Anche se qualcuno non credette alla storia, Ali raccontò nella sua biografia che la prima medaglia fu gettata dal Jefferson Bridge a St. Louis sempre nello stesso anno, dopo un’aggressione razzista.
Ali, che all’epoca si chiamava ancora Cassius Clay, entrò in un ristorante interdetto agli afroamericani con il suo amico Ronnie King. Quando la cameriera gli disse che non era autorizzata a servirli, Ali rispose di essere il campione olimpico, sventolando la medaglia che portava sempre con sé. Il proprietario non retrocesse di un millimetro, ma Ali era Ali così scattò la rissa. Poco dopo, ancora sporco di sangue, lanciò la sua medaglia d’oro nel Mississippi. Dirà nel libro:
“La mia luna di miele olimpica era finita con tutte le sue illusioni. Così per la prima volta guardai la medaglia d’oro solo come un oggetto e la lanciai nel fiume e subito mi sentii calmo e rilassato, cosciente del fatto che le mie vacanze romane erano finite e già bisognoso di una nuova forza segreta“.

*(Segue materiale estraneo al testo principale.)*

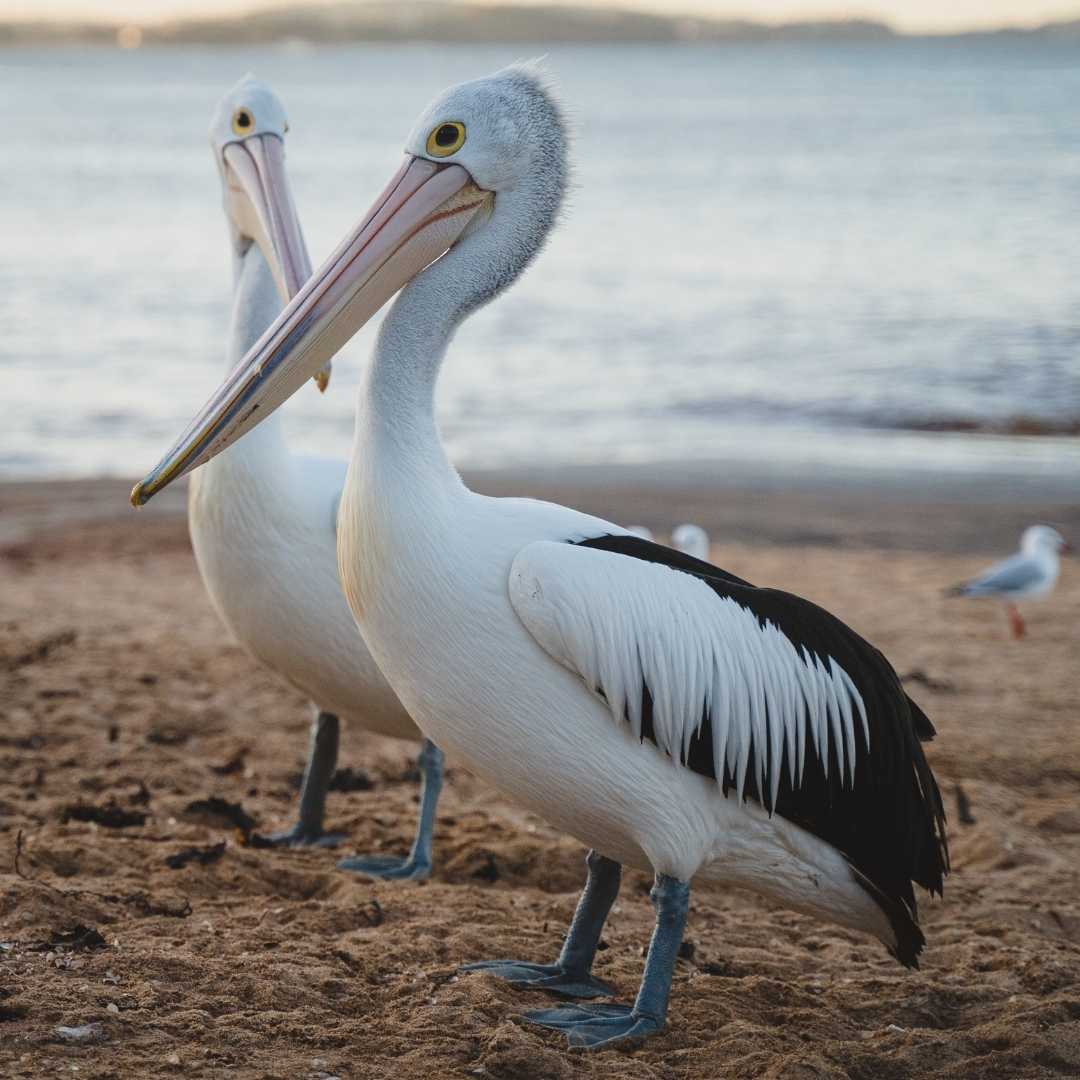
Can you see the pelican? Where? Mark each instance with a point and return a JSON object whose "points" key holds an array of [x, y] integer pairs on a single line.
{"points": [[262, 520], [691, 540], [1030, 574], [671, 716]]}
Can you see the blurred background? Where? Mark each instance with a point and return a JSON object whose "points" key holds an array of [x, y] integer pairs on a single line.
{"points": [[793, 244]]}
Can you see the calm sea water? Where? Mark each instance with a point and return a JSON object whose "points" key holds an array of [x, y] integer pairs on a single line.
{"points": [[771, 253]]}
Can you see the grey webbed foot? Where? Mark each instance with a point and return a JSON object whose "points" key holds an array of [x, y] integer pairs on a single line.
{"points": [[552, 977], [298, 836], [591, 1027], [417, 866], [388, 867]]}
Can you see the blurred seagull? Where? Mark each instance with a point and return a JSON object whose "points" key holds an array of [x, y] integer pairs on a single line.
{"points": [[672, 716], [1028, 575], [262, 521], [691, 540]]}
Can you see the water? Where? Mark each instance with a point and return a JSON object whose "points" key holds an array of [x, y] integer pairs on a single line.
{"points": [[772, 253]]}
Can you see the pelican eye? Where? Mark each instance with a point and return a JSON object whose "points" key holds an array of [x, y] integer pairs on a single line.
{"points": [[446, 139], [243, 122]]}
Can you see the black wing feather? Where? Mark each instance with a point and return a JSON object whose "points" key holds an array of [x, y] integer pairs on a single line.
{"points": [[890, 821]]}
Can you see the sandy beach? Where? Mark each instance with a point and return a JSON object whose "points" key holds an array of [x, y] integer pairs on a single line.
{"points": [[131, 902]]}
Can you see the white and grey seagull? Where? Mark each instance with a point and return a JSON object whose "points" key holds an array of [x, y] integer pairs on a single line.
{"points": [[691, 540], [670, 715], [1029, 575]]}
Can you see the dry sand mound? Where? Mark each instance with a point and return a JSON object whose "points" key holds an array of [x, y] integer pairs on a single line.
{"points": [[139, 748]]}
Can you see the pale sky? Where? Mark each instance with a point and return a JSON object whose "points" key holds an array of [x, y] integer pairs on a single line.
{"points": [[932, 15]]}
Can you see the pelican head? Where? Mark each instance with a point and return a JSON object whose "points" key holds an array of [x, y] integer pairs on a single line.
{"points": [[247, 135], [1041, 538], [483, 179]]}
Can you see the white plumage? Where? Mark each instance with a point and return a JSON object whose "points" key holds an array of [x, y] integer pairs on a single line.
{"points": [[1030, 574], [691, 540], [667, 714], [621, 623], [262, 521]]}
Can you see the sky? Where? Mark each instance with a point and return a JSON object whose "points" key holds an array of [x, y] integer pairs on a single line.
{"points": [[912, 15]]}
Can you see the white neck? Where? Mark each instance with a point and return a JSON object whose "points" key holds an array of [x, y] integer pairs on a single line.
{"points": [[396, 433], [255, 306]]}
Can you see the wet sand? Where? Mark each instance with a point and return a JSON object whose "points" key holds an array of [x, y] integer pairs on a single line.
{"points": [[124, 701]]}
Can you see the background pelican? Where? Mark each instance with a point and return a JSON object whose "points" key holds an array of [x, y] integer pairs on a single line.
{"points": [[1029, 575], [667, 714], [262, 520]]}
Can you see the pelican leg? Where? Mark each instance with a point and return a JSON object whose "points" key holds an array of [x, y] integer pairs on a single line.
{"points": [[590, 1027], [417, 865], [322, 760], [570, 975]]}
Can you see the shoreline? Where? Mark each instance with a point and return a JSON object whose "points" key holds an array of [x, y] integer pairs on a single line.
{"points": [[901, 510]]}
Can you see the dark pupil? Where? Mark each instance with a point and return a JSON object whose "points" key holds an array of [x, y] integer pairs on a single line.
{"points": [[446, 135]]}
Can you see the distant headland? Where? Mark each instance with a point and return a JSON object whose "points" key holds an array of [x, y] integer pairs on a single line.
{"points": [[470, 23]]}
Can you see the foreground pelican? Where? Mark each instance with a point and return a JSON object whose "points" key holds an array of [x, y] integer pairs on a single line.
{"points": [[261, 520], [665, 713], [1030, 574]]}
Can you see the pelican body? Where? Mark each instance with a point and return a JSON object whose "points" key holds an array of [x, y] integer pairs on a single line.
{"points": [[1029, 575], [262, 520], [667, 714]]}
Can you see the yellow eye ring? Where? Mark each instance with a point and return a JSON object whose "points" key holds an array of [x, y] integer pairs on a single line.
{"points": [[446, 138], [243, 121]]}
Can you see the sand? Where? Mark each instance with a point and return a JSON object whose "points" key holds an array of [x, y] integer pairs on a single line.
{"points": [[123, 699]]}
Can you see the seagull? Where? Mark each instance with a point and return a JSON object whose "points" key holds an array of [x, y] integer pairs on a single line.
{"points": [[691, 540], [262, 518], [1030, 574], [670, 715]]}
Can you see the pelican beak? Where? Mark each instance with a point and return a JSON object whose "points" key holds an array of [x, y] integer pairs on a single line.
{"points": [[260, 202], [419, 216]]}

Così, il 4 agosto 1996, nell’intervallo della finale del torneo di basket tra USA ed ex-Jugoslavia, il Comitato Olimpico Internazionale “premiò” Ali con una replica della sua medaglia d’oro. Il pugile la strinse a sé, dandole un bacio.
Con la cerimonia di Atlanta, Ali risposò le Olimpiadi. E che avesse un rapporto speciale con le Olimpiadi lo confermò qualche anno dopo, nel 2012, quando presenziò ai Giochi di Londra. Portando la bandiera olimpica alla cerimonia d’apertura, nonostante i problemi fisici. Venne infatti assistito da sua moglie Lonnie.